Let’s select some of the most relevant brands and check if the same observation happens to them:
red_out_clean_smartphones_sold %>%
filter(brand == "SAMSUNG" | brand == "Apple" | brand == "Lenovo" | brand == "Redmi" |brand == "Motorola" | brand == "ASUS") %>%
ggplot(aes(x = australian_dolar, y = number_of_ratings, color = brand)) +
geom_jitter(size = 2) +
scale_y_log10() +
#geom_smooth(method = "lm") +
theme_classic() +
facet_wrap(~brand)

At a first moment it seems that the same happens with SAMSUNG and Motorola, interesting right?
Meanwhile it seems that Redmi, Lenovo and ASUS, are maintaining very likely low prices and high ratings, but this does not means that there isn’t any kind of correlation within this observation.
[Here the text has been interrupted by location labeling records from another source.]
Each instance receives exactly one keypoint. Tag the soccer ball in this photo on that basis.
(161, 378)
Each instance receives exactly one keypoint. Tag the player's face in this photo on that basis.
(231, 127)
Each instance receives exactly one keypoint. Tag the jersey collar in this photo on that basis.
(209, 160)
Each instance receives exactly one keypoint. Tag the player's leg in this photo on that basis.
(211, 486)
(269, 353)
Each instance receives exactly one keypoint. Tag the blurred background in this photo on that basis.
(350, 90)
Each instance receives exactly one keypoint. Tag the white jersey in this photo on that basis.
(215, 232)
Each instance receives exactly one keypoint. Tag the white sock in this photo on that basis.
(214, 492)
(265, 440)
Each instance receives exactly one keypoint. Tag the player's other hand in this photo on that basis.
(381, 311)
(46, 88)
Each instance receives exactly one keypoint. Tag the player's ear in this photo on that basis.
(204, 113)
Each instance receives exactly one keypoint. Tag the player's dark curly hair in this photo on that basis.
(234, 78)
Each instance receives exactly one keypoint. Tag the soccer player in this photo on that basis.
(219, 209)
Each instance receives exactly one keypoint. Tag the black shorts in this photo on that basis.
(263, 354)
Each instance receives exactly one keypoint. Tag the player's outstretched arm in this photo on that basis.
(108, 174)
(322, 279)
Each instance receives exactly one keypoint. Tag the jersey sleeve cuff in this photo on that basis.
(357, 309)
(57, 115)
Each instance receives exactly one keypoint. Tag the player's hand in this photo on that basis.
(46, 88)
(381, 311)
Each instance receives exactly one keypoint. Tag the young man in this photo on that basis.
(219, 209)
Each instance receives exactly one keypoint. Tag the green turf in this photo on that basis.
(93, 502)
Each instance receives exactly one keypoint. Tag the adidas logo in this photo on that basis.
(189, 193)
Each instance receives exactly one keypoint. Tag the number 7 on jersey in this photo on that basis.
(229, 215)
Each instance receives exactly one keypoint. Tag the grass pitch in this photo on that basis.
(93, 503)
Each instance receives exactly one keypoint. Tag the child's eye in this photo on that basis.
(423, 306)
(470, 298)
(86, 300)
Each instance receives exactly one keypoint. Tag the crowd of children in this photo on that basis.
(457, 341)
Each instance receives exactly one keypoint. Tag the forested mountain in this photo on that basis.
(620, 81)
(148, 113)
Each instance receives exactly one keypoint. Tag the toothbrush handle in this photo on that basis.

Let’s use the geom_smooth function to apply a simple
linear regression model in our plot, if the model draws a line pointing
down, then this means that there is correlation between the variables
and that is a negative correlation.
red_out_clean_smartphones_sold %>%
filter(brand == "SAMSUNG" | brand == "Apple" | brand == "Lenovo" | brand == "Redmi" |brand == "Motorola" | brand == "ASUS") %>%
ggplot(aes(x = australian_dolar, y = number_of_ratings, color = brand)) +
geom_jitter(size = 2) +
scale_y_log10() +
geom_smooth(method = "lm") +
facet_wrap(~brand) +
theme_fivethirtyeight()

Let’s check how strong is our correlation
It seems like the same is real even for other brands.
How can a product price affects it’s ratings? What would be an optimal price to obtain high ratings?
In the next post, I will write about how to evaluate and use models in our favour.
Let’s go back to our Apple dataset:
cor(clean_apple_sold_in_india$australian_dolar, clean_apple_sold_in_india$number_of_ratings, method = c("pearson"))
cor(clean_apple_sold_in_india$australian_dolar, clean_apple_sold_in_india$number_of_ratings, method = c("spearman"))
cor(clean_apple_sold_in_india$australian_dolar, clean_apple_sold_in_india$number_of_ratings, method = c("kendal"))
[1] -0.7015259
[1] -0.8029363
[1] -0.6314646
The correlation coefficient shows us a strong negative Pearson correlation of -0.7
See you next time!